The four-pound Ingenuity, an experimental rotorcraft that hitched a ride to Mars aboard Perseverance, will soon fly on the planet, marking the first powered flight on another world. 

Though the Mars 2020 surface team has now taken over, Stilley and the rest of the EDL squad are still keeping busy, poring over Perseverance’s landing data to reconstruct exactly what occurred. “To the extent that it’s important to the next mission, it’s an opportunity to catch mistakes,” she said. 

Working on the mission gave her the chance to expand her skillset. “I was given more responsibility and asked to work in an area in which I didn’t necessarily have a lot of background,” Stilley noted. “I had the opportunity to use a lot of my strengths, and when I had successes, they felt really good. But there were other times where I struggled with whether or not I was doing as good a job as I wanted to.” 

But while Perseverance was her biggest challenge, it was not her favorite NASA project to work on. That distinction belongs to Curiosity, which is still roaming around the Martian landscape more than eight years after it landed there. For that project, Stilley served as rover planner and driver, working closely with scientists to map out strategic routes and then executing those drives. 

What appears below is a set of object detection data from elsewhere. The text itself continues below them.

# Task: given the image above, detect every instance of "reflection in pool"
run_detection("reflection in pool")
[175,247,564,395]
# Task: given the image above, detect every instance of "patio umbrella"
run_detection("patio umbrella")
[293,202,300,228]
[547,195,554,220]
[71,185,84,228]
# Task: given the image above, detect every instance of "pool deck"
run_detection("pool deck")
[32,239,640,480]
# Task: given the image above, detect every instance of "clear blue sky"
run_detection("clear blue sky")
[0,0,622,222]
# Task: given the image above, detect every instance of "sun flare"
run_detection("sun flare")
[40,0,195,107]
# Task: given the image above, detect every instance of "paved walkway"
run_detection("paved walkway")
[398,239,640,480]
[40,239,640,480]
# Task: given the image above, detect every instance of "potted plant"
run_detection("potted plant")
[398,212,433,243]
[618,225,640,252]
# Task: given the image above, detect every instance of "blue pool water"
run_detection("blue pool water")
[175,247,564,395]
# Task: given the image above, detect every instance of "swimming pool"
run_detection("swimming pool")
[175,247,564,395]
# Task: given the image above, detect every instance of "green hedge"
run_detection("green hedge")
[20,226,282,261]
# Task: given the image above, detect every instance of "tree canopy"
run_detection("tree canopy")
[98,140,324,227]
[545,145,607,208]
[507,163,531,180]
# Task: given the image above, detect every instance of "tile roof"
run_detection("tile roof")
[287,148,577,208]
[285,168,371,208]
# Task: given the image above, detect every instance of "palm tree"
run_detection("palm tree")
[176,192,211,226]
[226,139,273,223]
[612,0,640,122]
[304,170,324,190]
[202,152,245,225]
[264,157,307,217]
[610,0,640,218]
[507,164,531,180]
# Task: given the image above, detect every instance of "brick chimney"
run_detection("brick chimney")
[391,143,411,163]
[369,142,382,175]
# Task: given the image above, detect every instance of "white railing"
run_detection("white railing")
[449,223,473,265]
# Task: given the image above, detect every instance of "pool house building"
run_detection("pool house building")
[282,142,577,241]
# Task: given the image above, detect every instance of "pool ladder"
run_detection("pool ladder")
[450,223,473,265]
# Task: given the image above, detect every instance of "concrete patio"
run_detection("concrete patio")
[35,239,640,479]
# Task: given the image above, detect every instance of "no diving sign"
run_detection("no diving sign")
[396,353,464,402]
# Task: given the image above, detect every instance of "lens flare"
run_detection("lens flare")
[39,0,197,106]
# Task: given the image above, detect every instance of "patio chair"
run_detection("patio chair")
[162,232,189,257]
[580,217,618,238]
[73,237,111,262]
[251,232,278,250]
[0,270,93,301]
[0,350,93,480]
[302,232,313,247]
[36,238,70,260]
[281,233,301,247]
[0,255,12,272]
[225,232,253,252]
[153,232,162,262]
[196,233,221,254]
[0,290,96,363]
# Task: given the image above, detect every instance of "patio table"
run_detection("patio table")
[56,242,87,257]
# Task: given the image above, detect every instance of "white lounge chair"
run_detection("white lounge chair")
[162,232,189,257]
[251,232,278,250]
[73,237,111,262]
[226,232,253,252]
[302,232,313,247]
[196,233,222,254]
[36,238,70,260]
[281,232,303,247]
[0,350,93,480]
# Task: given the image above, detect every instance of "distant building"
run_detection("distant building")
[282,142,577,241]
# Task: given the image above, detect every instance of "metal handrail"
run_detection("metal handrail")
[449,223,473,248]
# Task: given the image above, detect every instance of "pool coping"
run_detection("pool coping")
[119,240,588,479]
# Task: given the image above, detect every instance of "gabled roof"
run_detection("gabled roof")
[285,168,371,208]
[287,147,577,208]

“EDL is a cool job,” explained Stilley, “but when you’re driving a rover around on Mars, there’s not a lot that can top that. I’ve been in the very enviable and rare position at JPL of having done both, and I try not to take that for granted.” 

She credits NASA’s commitment to diversity for the success of missions like the Mars 2020 Perseverance rover. “The missions we carry out can be so complex and so challenging that it can be easy to convince ourselves that we’re doing something the right way,” Stilley said. “But if we didn’t have someone with a different perspective or different opinion, we’d miss an opportunity to look at ourselves in a multidimensional mirror and ask, ‘Are we doing the right thing the right way, and the best way?’ And that’s why having diversity across the board is so critically important.”